We get the following plot:

Matplotlib visualization of pulses from 07180808_1558_F0003, event 10000

If we take a look at the Nexus-DM dashboard, we see that we have the same result!

Nexus DM Dashboard showing pulses from 07180808_1558_F0003, event 10000

Let's render channels from another event, by changing our event id

event_id = cdms.get_event_ids()[1008]

Matplotlib and Nexus DM dashboard from 07180808_1558_F0003, event 11008

Complete Tutorial Code
from nsdf_dark_matter.idx import load_all_data
import matplotlib.pyplot as plt


def main():
    # specify the path to the dataset you want to use
    cdms = load_all_data('./idx/07180808_1558_F0003')

    event_id = cdms.get_event_ids()[0]
    detector_ids = cdms.get_detectors_by_event(event_id)

    # Extracting all the channel data from each detector
    channel_data = []
    for det in detector_ids:
        channel_data.append(cdms.get_detector_channels(det))

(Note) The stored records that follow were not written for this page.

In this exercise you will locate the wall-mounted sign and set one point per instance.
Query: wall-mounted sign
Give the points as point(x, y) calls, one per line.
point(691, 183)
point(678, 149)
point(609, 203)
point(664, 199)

    # Visualizing the pulses
    plt.figure(figsize=(12, 6))
    plt.title(f"Visualizing 07180808_1558_F0003, Event: {event_id}", fontweight="bold")
    plt.xlabel("Time (20ns intervals)")
    plt.ylabel("Amplitude (ADC Channels)")

    cmap = plt.get_cmap('Set1')
    for i, det_channels in enumerate(channel_data):
        for row in range(det_channels.shape[0]):
            label = f"D{detector_ids[i].split('_')[1]}" if row == 0 else None
            plt.plot(det_channels[row], color=cmap(i), label=label)

    plt.legend()
    plt.show()


main()

Completed Visualizing Pulses

Great, we can now visualize all the channels for any event in the dataset!

Wrapping up

In this tutorial, you learned how to:

  • Set up a Python environment and install dependencies to analyze dark matter datasets.

  • Download datasets using the NSDF CLI.

  • Extract channels from events using the NSDF Dark Matter Library.

  • Visualize pulses of events using Matplotlib.

With these tools, you can explore and analyze any event in your dataset, compare visualizations across events, and integrate this workflow into larger analysis pipelines. This workflow provides a strong foundation for more advanced processing and analysis such as machine learning workflows.